Recall that the RCCA-secure scheme \(\mathsf{E}'\) is only used to encrypt the initial part of the serial number; using a less efficient scheme thus has a minor impact on the efficiency of our scheme. From all other ciphertexts contained in a coin (which are under scheme \(\mathsf{E}\)) we only require IACR security, which standard ElGamal encryption satisfies under DDH(!). Thus, we instantiate \(\mathsf{E}\) with ElGamal vector encryption. (Note that our instantiation of \(\mathsf{E}'\) is also built on top of ElGamal). We prove the following in the full version [BFQ20].

Theorem 16

Assuming SXDH, our randomizable encryption scheme [BFQ20] is RCCA-secure and ElGamal vector encryption is IACR-secure.

Double-Spending Tags. We will use a scheme that builds on the one given in [BCFK15]. We have optimized the size of the tags and made explicit all the functionalities not given previously. We defer this to the full version [BFQ20].

Efficiency Analysis

We conclude by summarizing the sizes of objects in our scheme in the table below and refer to the full version [BFQ20] for the details of our analysis.

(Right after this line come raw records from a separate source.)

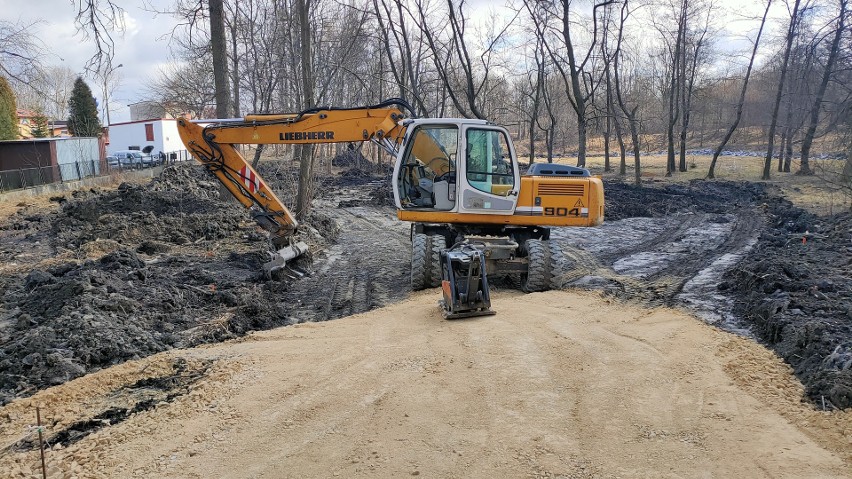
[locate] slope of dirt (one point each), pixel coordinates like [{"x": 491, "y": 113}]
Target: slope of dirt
[
  {"x": 116, "y": 275},
  {"x": 732, "y": 253},
  {"x": 796, "y": 289},
  {"x": 558, "y": 384}
]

For a group \(G \in \{\mathbb {G}, \hat{\mathbb {G}}, \mathbb {Z}_p\}\), let |G| denote the size of an element of G. Let \({ {c}}_\text {btsrap}\) denote the coin output by \(\mathcal {U}\) at the end of the \(\mathsf{{Withdraw}}\) protocol (which corresponds to \({ {c}}_\text {init}\) plus secret values, like n, \(\rho _{ sn}\), etc., to be used when transferring the coin), and let \({ {c}}_\text {std}\) denote one (non-initial) component of the coin. After k transfers the size of a coin is \(|{ {c}}_\text {btsrap}|+ k|{ {c}}_\text {std}|\).